Q2 2012 Providence, Rhode Island Apartment Market Trends

CRE Resources

View our Providence, Rhode Island Submarket Map

Q2 2012 Providence, Rhode Island Apartment Market Trends

They are running out of apartments to absorb in the 16,325-unit Providence apartment market, with no new supply coming in the near term. The 3.5% vacancy rate for the second quarter, as reported by Reis, was down 10 basis points from the quarter before and 170 from a year earlier. The rate had been 10.3% at year-end 2006. Just 23 units have completed construction in the past two years, and no market rate apartments are under construction. Net absorption has slowed after having been strong through the first quarter of 2012, as apartments have become scarce.

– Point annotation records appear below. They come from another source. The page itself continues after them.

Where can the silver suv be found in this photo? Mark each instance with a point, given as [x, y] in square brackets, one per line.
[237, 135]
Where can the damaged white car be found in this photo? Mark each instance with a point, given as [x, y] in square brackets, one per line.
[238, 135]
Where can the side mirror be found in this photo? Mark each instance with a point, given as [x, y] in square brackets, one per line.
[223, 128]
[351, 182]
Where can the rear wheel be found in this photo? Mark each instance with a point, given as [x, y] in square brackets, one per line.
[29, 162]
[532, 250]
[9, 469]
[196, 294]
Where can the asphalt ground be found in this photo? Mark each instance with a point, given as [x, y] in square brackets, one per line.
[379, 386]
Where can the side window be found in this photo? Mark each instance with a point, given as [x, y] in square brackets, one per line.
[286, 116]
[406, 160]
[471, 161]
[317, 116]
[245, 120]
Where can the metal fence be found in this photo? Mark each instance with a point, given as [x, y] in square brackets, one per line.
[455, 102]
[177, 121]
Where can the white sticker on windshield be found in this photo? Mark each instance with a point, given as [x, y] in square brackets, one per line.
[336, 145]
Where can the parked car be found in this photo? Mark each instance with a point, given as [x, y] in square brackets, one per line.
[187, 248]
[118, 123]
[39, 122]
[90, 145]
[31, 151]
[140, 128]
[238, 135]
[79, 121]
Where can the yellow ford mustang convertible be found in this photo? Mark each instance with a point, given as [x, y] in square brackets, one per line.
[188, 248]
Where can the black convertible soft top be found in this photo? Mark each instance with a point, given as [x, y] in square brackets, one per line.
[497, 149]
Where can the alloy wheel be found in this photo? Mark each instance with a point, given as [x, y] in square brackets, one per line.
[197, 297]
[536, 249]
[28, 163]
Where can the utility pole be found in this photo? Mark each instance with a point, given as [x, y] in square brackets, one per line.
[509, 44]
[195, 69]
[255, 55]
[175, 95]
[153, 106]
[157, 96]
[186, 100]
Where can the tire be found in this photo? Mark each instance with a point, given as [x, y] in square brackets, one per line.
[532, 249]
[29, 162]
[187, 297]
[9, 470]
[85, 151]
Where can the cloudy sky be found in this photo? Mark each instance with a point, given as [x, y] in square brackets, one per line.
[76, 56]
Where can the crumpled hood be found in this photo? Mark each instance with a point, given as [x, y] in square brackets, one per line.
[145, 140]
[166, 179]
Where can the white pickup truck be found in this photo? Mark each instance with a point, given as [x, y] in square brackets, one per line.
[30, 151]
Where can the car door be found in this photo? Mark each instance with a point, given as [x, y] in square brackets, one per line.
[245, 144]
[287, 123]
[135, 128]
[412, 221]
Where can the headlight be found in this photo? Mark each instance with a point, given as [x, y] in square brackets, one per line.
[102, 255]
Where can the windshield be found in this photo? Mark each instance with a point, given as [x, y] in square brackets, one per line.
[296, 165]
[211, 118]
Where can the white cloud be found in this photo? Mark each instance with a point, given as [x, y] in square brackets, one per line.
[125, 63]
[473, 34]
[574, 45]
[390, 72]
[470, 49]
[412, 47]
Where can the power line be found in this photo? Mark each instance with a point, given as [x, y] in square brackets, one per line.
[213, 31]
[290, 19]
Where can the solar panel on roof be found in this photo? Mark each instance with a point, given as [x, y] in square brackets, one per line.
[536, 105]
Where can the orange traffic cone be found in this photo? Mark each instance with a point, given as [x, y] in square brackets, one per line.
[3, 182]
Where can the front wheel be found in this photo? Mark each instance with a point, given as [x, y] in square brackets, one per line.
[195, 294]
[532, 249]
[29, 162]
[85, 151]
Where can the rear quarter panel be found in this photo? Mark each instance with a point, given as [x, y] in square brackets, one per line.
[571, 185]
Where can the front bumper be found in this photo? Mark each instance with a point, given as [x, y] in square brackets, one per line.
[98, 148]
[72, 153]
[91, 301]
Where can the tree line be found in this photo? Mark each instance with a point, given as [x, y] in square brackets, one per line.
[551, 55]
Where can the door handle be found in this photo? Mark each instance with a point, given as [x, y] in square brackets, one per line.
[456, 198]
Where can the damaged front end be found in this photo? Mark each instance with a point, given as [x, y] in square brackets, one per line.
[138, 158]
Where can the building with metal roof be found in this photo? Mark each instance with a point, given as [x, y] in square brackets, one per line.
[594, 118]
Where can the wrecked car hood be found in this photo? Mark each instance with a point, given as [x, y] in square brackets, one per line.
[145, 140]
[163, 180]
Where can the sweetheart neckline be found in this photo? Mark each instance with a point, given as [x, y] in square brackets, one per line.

Preliminary third quarter data show no change in the overall vacancy rate, but Reis predicts it will fall to just 3.2% by year-end 2012. The multifamily under construction and recently completed list consists entirely of senior housing, subsidized housing, and condominiums. In April, 34 units of senior citizen housing completed construction in Warwick, while in August, an 80-unit condominium, The Lofts 125 phase 1, completed construction in Pawtucket. As noted in the Special Real Estate Factors, a recent state court decision might reduce financing available for subsequent phases. Reis does expect the national apartment construction boom to make it to Providence, but just barely. The 478 units forecast to complete construction over four years from 2013 to 2016 are less than in either 2006 or 2007 by itself. The vacancy rate is expected to remain between 3.0% and 3.5%.

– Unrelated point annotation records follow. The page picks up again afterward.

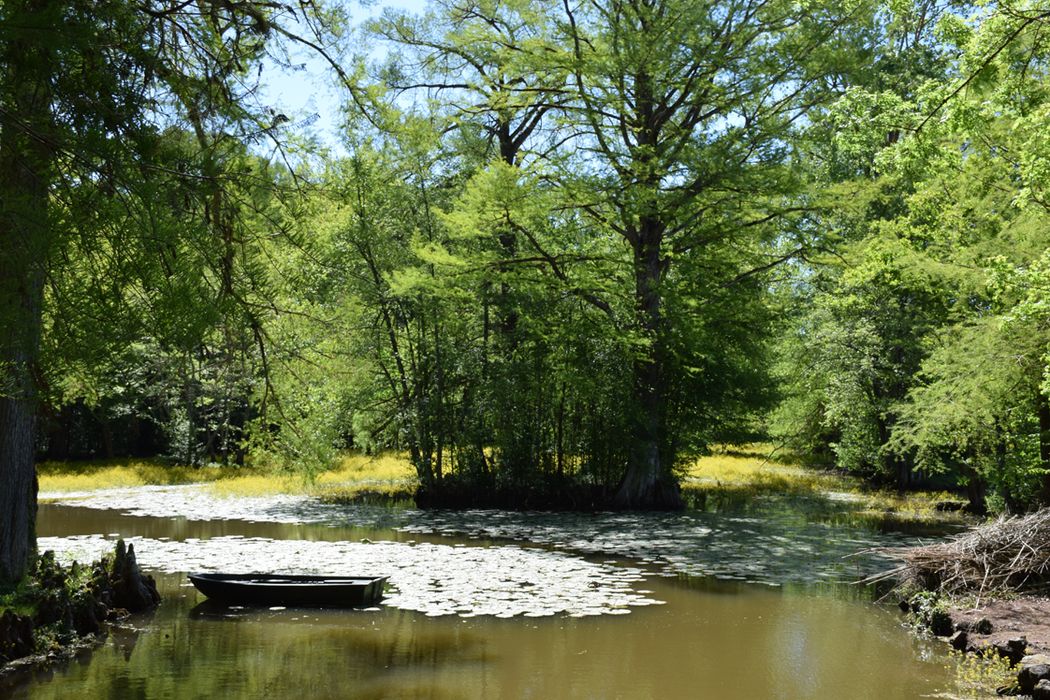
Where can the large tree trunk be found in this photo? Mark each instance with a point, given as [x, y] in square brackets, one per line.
[1045, 447]
[25, 241]
[648, 483]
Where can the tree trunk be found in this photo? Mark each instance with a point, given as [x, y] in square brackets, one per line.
[1045, 448]
[648, 483]
[25, 241]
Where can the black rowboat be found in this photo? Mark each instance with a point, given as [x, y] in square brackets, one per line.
[316, 591]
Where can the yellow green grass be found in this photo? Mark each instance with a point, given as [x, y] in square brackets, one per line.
[742, 471]
[382, 476]
[757, 469]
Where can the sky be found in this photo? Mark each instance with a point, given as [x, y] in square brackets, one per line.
[312, 89]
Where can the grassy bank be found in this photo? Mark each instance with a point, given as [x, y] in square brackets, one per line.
[748, 472]
[386, 476]
[737, 473]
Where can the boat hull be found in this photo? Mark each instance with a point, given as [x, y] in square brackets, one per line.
[313, 591]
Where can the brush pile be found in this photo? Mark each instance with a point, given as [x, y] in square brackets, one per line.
[1010, 554]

Scarcity is causing rents to rise. In the second quarter the average asking rent rose 0.5% to $1,241 per month and the average effective rent increased 0.7% to $1,198 per month, bringing the year-over-year gains to 2.4% and 3.4%, respectively. The asking average increased a further 0.5% in the third quarter according to preliminary data, while the effective average had risen 0.4% in July and August alone. Respective gains of 2.8% and 3.6% are forecast for all of 2012, followed by stronger gains generally around 4.0% in each of the following four years.